Bei allen vier TVs kann man dann weiterhin die Mikrofone in der Fernbedienung nutzen, um per Sprache zu suchen oder Anweisungen zu erteilen. Wer auch das nicht möchte, sollte die Spracherkennung beim Installationsprozess gar nicht erst zulassen. Besonders erfolgreich sind die Spracherkenner derzeit nicht. Senderwechsel und lauter/leiser verstehen sie gut, an ausgefeilteren Sprachsuchen scheitern sie meist.
OLED-Displays
In vier der hier getesteten Smart TVs stecken organische Displays. Der Samsung-Fernseher nutzt ein hauseigenes QD-OLED mit einer blau leuchtenden, organischen Schicht und farbkonvertierenden Quantenpunkten. Die Diamant-Pixelstruktur weicht vom in TVs üblichen RGB-Streifenraster ab und sorgt für dünne, farbige Säume an kontrastreichen Kanten. Die sieht man nur aus kurzer Distanz, weshalb sie im TV-Betrieb nicht weiter stören. LG, Philips und Sony nutzen in ihren TVs WOLED-Panels von LG mit RWBG-Streifenanordnung, also einem zusätzlichen weißen Subpixel. Das sorgt für höhere Leuchtdichte, aber theoretisch auch für etwas mattere Farben in sehr hellen Bildern; negativ aufgefallen ist uns das in der Praxis nicht.

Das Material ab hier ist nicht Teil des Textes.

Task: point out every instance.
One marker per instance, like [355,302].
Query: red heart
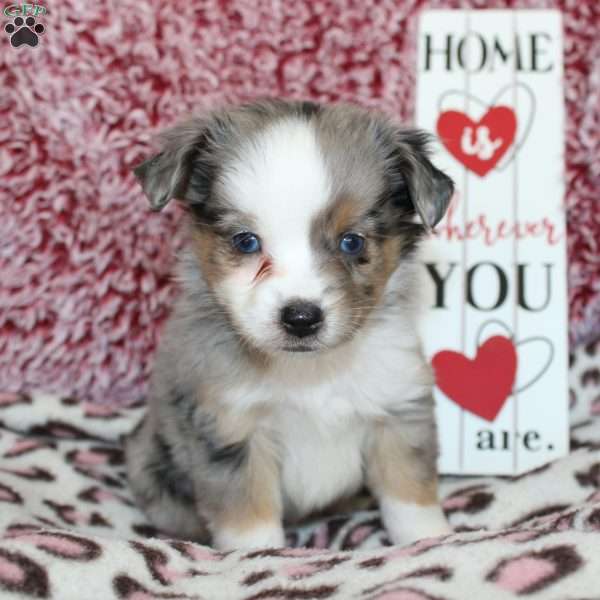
[484,144]
[483,384]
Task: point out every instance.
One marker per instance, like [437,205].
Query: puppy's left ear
[429,189]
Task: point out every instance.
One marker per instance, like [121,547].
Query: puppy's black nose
[302,318]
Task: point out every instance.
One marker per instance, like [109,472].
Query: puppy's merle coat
[290,373]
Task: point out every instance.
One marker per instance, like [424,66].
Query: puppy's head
[301,213]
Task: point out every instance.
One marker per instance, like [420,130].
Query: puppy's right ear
[167,174]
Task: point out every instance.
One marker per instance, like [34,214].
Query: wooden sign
[490,87]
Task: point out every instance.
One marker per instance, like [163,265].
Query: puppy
[290,373]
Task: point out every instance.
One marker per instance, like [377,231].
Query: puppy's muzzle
[301,319]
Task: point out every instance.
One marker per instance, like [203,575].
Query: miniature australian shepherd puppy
[290,373]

Da dauerhafte Standbilder auf OLEDs einbrennen können, blenden alle Hersteller nach kurzer Zeit einen dunklen Bildschirmschoner ein. Philips weist zum Abschluss der Installation darauf hin, dass das OLED ein wenig Pflege braucht. Dazu gehört unter anderem, das TV nach dem Abschalten eine Weile im Standby zu belassen, was auch für die anderen drei OLED-Fernseher gilt. Die Geräte prüfen dann, welche Pixel besonders belastet wurden, und steuern diese passend nach. Da die organischen Leuchtschichten durch verschiedene Maßnahmen in den vergangenen Jahren deutlich verbessert wurden, muss man sich heute nach unserer Einschätzung nicht mehr vor Einbrennen am OLED fürchten. Nur Standbilder sollte man nicht dauerhaft anzeigen lassen und eben die vorgesehenen Regenerationszyklen ermöglichen.
Die Eigenschaften der einzelnen Fernseher haben wir in den Produktkästen und in der Tabelle festgehalten. Welche weiteren Auswahlkriterien beim TV-Kauf zu beachten sind, haben wir in [1] beschrieben.
Fazit
Amazon hat sich mit dem Omni-TV mit Fire OS am konsequentesten vom klassischen Fernseher entfernt: Auch lineare TV-Sender sehen aus wie Videostreams, Videorecorder-Funktionen gibt es ebenso wenig wie Timeshift. Ärgerlich sind hier die langen Umschaltzeiten. Die Spezifikationen des QLED-LCDs mit farbverstärkenden Quantenpunkten, 80 dimmbaren LED-Zonen im Backlight und ALLM sowie VRR-Unterstützen versprechen mehr, als die Realität hergibt: Das 60-Hertz-Panel taugt nicht wirklich fürs Gaming und eignet sich mit der sehr blickwinkelabhängigen VA-Technik nur für Single-Haushalte.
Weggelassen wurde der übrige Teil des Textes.